Arch Otolaryngol Head Neck Surg. 2007;133(1):46-50. doi:10.1001/archotol.133.1.46
Abstract

Objective  To assess the application and safety of transoral robotic surgery in the pediatric airway.

Design  An institutional review board–approved study. Experimental laryngeal surgery was performed on 4 pediatric cadaver larynxes as controls. Application of robotic equipment for laryngeal surgery was attempted on 5 patients.

Setting  Tertiary care pediatric medical center.

Patients  Five patients with laryngeal cleft and 4 pediatric cadaver larynxes.

Interventions  (1) The da Vinci Surgical Robot (Intuitive Surgical Inc, Sunnyvale, Calif) was used on 4 cadaver larynxes and assessed for the dexterity, precision, and depth perception that it allowed the surgeon during laryngeal surgery. Procedures were documented with still and video photography. (2) The da Vinci Surgical Robot was used through a transoral approach to attempt repair of a laryngeal cleft in 5 pediatric patients who were under spontaneously breathing general anesthesia.

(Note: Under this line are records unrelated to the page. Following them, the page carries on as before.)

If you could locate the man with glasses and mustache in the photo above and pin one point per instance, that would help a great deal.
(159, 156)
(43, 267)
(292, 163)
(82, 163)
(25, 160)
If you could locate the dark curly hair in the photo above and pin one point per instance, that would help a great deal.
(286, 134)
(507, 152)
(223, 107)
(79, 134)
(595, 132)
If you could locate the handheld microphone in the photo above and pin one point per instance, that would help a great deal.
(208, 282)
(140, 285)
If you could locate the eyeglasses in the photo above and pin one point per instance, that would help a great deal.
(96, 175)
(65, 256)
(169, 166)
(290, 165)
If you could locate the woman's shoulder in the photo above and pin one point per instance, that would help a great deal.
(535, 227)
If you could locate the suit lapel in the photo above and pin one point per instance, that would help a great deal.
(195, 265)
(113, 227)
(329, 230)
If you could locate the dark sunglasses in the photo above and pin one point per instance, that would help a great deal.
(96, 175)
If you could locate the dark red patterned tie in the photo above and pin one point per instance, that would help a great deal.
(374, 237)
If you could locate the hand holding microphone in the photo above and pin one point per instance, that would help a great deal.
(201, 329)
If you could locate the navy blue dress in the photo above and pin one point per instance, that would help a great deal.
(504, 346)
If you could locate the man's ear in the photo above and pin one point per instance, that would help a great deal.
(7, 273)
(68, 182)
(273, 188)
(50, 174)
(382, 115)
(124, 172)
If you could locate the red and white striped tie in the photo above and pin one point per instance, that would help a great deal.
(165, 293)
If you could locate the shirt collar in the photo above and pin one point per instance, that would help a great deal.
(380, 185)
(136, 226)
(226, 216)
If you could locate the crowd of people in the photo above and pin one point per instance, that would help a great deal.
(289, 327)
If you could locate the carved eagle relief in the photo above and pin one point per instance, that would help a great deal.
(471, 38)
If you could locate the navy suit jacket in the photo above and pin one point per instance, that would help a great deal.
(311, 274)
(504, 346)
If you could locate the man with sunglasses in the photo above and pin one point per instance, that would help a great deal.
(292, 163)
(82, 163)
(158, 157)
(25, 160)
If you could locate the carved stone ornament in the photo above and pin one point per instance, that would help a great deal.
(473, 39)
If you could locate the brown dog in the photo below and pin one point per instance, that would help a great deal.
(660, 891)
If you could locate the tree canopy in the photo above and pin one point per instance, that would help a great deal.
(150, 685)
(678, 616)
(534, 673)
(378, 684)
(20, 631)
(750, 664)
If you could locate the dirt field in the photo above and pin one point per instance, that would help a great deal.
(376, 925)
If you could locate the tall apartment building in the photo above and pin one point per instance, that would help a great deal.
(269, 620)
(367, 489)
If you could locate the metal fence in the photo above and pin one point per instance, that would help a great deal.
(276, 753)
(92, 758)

Results  (1) Use of the surgical robot on cadaver larynxes provided great dexterity and precision, delicate tissue handling, good 3-dimensional depth perception, and relatively easy endolaryngeal suturing. (2) The surgical robot could not be used for repair of laryngeal cleft on 3 patients owing to limited transoral access. However, 1 patient with a type 1 laryngeal cleft and 1 patient with a type 2 laryngeal cleft underwent transoral robotic repair with great success.

Conclusions  Surgical robots provide the ability to manipulate instruments at their distal end with great precision, increased freedom of movement, and excellent 3-dimensional depth perception. The size of the equipment can be a limiting factor with regard to the application and success of the transoral approach to airway surgery. We believe that further advances in device technology and a new generation of robotic equipment will facilitate the incorporation of surgical robotics in the advancement of minimally invasive endoscopic airway surgery.